B2B companies tend to be "more challenged," says David Daniels, a principal analyst at Forrester Research, primarily because they tend to use non-commercial-grade applications, opting instead for homegrown solutions. Daniels adds that B2Bs with smaller, more-focused target lists -- as well as some small and midsize B2C enterprises -- tend to be believe that, because they have fewer contacts, they don't need a dedicated transactional email system.
Ryan Deutsch, senior director of marketing strategy at StrongMail, says that companies need to evaluate precisely how critical a given transactional message is: Will the absence of that email result in costs to the contact center? How much churn exists in the customer base if customers feel their questions aren't being answered in a real-time manner? From an investment standpoint, it comes down to a matter of weighing the value of the message against the volume of the sending.
The report notes that most transactional emails have been simple text-based messages delivered through the same system that completed the transaction. Therefore, the emails often lack the ability to deliver rich, HTML-based messages capable of incorporating advertisements and offers (e.g., an offer for a printer compatible with the laptop you just purchased, or a free pattern to get you started with your new sewing machine). Moreover, they lack reporting mechanisms to capture even basic deliverability metrics. A consumer expecting to receive a confirmation email, for instance, is likely to call customer service if the message never arrives -- and customer service will have no means of verification. "Without any kind of insight or reporting, or knowledge that [the message] actually got to the recipient," Daniels says, "you're always going to be walking around with that cloud of fear...[and the potential for] additional cost hanging over you."
Deutsch says that one of his clients has transactional emails delivered from three different places:
- e-commerce platform,
- the contact center, and
- another customer service portal.
The challenge, then, is to get the messages to work seamlessly across each channel -- a set of circumstances that is fairly typical. Only 47 percent of respondents indicated that, overall, the marketing department was in charge of transactional messaging. Without the integration of marketing data, transactional emails are limited in their ability to "implement promotional offers or ads...[resulting in a situation in which] corporate silos typically stymie innovation," the report says.

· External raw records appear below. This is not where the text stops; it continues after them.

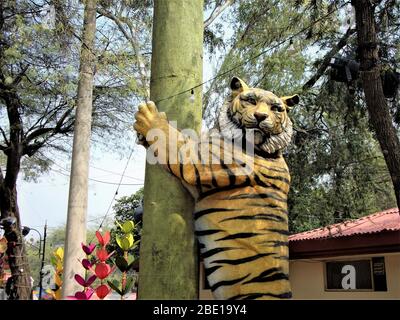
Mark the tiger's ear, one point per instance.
(290, 101)
(237, 86)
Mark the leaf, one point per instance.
(102, 291)
(86, 264)
(3, 245)
(121, 263)
(128, 226)
(128, 286)
(102, 270)
(80, 280)
(131, 259)
(115, 286)
(90, 280)
(103, 255)
(59, 253)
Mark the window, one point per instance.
(356, 275)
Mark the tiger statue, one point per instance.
(241, 217)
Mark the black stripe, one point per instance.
(169, 167)
(198, 180)
(267, 205)
(257, 195)
(275, 169)
(213, 181)
(231, 175)
(240, 236)
(269, 185)
(227, 282)
(252, 296)
(201, 213)
(211, 252)
(258, 216)
(268, 278)
(275, 178)
(201, 233)
(226, 188)
(280, 231)
(236, 262)
(282, 258)
(208, 271)
(275, 243)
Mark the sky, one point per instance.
(47, 199)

Deutsch also notes that transactional emails should expect at least twice the open and clickthrough rates of a general email campaign. Otherwise, he says, "you're doing something wrong."
In short, according to both Daniels and Deutsch, the marketing department needs to own the transactional email application. Furthermore, compared to marketers using a homegrown solution, a higher percentage of those using a commercial system dedicated to transactional messages (as opposed to bulk email marketing) report at least 5.1 percent higher revenue.
A transactional system has "subtle nuances," Daniels says. "A lot of systems designed for emails were never designed to do it in a one-off nature.... [Transactional messages] are totally not a batch-and-blast kind of scenario. Every message is getting triggered and needs to be bulletproof in uptime and scalability." The report also makes the connection that those who have a dedicated, commercial-grade transactional email application are more likely to measure revenue earned from this channel.
Though noting the importantance of having dedicated transactional and traditional email systems, the report emphasizes that the integration of the two is critical for the optimization of sending infrastructure and data collection.
In a time where companies are struggling over every dollar, it can be difficult to legitimize such an investment. Transactional messages, Daniels says, may be the exception to the rule. "If you don't do this," he says, "this revenue will go to your competitors."